• How can I run my pipeline on more than 1 sample?
    Pypiper only handles individual-sample pipelines. To run it on multiple samples, write a loop, or use Looper. Dividing multi-sample handling from individual sample handling is a conceptual advantage that allows us to write a nice, universal, generic sample-handler that you only have to learn once.
  • What cluster resources can pypiper use?
    Pypiper is compute-agnostic. You run it wherever you want; If you want a nice way to submit pipelines for samples any cluster manager, check out Looper.
  • What does it mean for a sample to be in the “waiting” state?
    Waiting means it encountered a file lock, but no recovery flag. So the pipeline thinks a process (from another run or another process) is currently writing that file. It periodically checks for the lock file to disappear, and assumes that the other process will unlock the file when finished. If the lock was left by a previous failed run, then it will just wait forever. This is what recover mode (-R) is intended for, if pipelines fail.
  • What is the ‘elapsed time’ in output?
    The “elapsed” time is referring to the amount of time since the preceding timestamp, not since the start of the pipeline. Timestamps are all displayed with a flag: _TIME_. The total cumulative time for the pipeline is displayed only at the end.
  • How should I run a QC step to check results of one of my commands?

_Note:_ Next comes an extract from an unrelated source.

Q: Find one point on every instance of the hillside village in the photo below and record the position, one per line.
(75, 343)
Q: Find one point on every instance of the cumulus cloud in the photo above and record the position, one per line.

    Usually, you only want to run a QC step if the result was created in the same pipeline run. There’s no need to re-run that step if you have to restart the pipeline due to an error later on. If you use run() for these steps, then they’ll need to run each time the pipeline runs. Instead, this is exactly why we created the follow argument. This option lets you couple a QC step to a run() call, so it only gets excecuted when it is required.